Nota da AMNB sobre a Medida Provisória 557 de 26 de dezembro de 2011

A Articulação de Organizações de Mulheres Negras Brasileiras – AMNB -, que tem como missão lutar contra o racismo, o sexismo, a opressão de classe, a lesbofobia e outras formas de discriminação, tendo em vista o conteúdo da MP 557 de 26.12.2011 manifesta o que segue:

– A morte materna é evitável na maior parte dos casos, mas tornou-se um grave problema da saúde pública no Brasil. Para nós, mulheres negras, a morte materna é vivenciada dramaticamente. Por termos em torno de nós toda uma comunidade a quem sustentamos econômica e afetivamente, a morte torna-se uma tragédia de amplo espectro. No Brasil, o risco das mulheres negras morrerem por causas relacionadas à gravidez, ao parto, ao pós-parto e ao abortamento é oito vezes maior do que o risco de mulheres brancas morrerem das mesmas causas. É fundamental destacar que por trás destes números está o racismo, que provoca descaso, negligência, falta de acesso a serviços e a informações para preservar nossa vida e nossa saúde.

– Nós, mulheres negras somos, portanto, as principais interessadas em medidas governamentais que visem superar o racismo e a violência institucionais que nos atingem. Por isso exigimos a implementação de ações, de programas, de projetos e de políticas que visem romper o ciclo de descaso e de ineficiência do Estado brasileiro no que concerne à promoção da nossa saúde e à prevenção da morte materna.

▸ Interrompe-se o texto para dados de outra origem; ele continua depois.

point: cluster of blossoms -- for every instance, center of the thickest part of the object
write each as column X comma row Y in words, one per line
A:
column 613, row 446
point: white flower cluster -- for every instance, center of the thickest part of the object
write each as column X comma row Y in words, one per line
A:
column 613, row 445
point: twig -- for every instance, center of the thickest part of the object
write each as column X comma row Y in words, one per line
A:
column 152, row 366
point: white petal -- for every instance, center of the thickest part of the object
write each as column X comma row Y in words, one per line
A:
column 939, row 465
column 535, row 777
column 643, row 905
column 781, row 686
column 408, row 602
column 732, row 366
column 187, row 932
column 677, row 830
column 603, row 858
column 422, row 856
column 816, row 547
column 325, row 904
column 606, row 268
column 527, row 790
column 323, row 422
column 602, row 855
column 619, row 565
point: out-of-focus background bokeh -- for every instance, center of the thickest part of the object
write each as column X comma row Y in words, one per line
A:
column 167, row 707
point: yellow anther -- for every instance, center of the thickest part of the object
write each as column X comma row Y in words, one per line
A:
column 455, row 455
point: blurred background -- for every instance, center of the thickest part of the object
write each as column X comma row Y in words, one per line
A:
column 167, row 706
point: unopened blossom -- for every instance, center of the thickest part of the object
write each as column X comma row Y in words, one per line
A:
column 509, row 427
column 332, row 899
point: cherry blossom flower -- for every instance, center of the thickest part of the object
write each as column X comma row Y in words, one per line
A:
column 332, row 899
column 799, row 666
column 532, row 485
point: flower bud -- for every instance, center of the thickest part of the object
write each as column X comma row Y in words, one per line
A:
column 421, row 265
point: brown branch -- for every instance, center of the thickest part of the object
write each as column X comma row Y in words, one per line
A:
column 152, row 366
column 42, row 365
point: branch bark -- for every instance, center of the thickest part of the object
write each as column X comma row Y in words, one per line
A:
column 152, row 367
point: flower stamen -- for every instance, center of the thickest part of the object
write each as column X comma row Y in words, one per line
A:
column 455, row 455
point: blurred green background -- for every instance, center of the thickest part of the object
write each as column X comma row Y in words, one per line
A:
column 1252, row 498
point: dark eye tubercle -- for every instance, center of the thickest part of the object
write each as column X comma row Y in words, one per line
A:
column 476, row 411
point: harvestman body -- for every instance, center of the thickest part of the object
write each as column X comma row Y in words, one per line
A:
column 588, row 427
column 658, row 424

– Por tais razões, a AMNB se soma às organizações do movimento de mulheres do Brasil e do exterior, pela imediata revogação da MP 557. Esta medida, longe de oferecer ferramentas adequadas para que o SUS possa cumprir seu papel em preservar nossas vidas e saúde, e impedir a morte por causas evitáveis, contém uma série de equívocos e de armadilhas, a saber:

1) A edição da MP 557 sem consulta ou diálogo com as principais interessadas, as mulheres brasileiras, nós negras, em particular, e nossas organizações, atropela princípios de democracia e de participação conquistados e realizados por nossos movimentos sociais há muitas décadas. O mesmo equívoco foi cometido na edição do decreto da Rede Cegonha, o que demonstra grave déficit democrático e uma grande contradição do governo da primeira mulher a ocupar a presidência da república no Brasil;

2) O conteúdo da MP 557 desconsidera duas importantes conferências nacionais, de Saúde e de Política para as Mulheres, que dedicaram, em média, 6 dias de debates para a definição de diretrizes e ações visando a melhoria das condições de vida e saúde das mulheres brasileiras. Da mesma forma, a MP 557 desconsidera o papel do Conselho Nacional de Saúde como interlocutor privilegiado e como instância de deliberação sobre saúde no Brasil;

3) A MP 557 não garante a expansão da Rede de Saúde do SUS, com integralidade e eficiência;

4) A MP 557 não propõe medidas explícitas que permitam enfrentar e coibir a violência e o racismo institucionais conforme preconiza a Política Nacional de Saúde Integral da População Negra, inserida na Lei no 12.228/11, mesmo erro do decreto da Rede Cegonha. Negligencia o fato de que o racismo está por trás do péssimo atendimento e da falta de acesso e acolhimento a que somos submetidas;

5) A MP 557 expõe as questões de saúde das mulheres brasileiras às disputas e interesses das forças ultraconservadoras minoritárias na sociedade e no parlamento, fortalecendo estes segmentos num momento em que outras iniciativas próximas ao fascismo estão em curso (perseguição de morador@s de rua, a favelad@s e sem-teto; criminalização de movimentos sociais; patrimonialismo descarado etc);

– A AMNB constata que a edição da MP 557, junto com as demais medidas lançadas até agora, não tem elementos suficientes para alterar substantivamente as condições de vida e de saúde que nós mulheres negras brasileiras temos hoje. Tampouco produzirá os resultados necessários para evitar a morte de mulheres negras ou mesmo de punir seus responsáveis.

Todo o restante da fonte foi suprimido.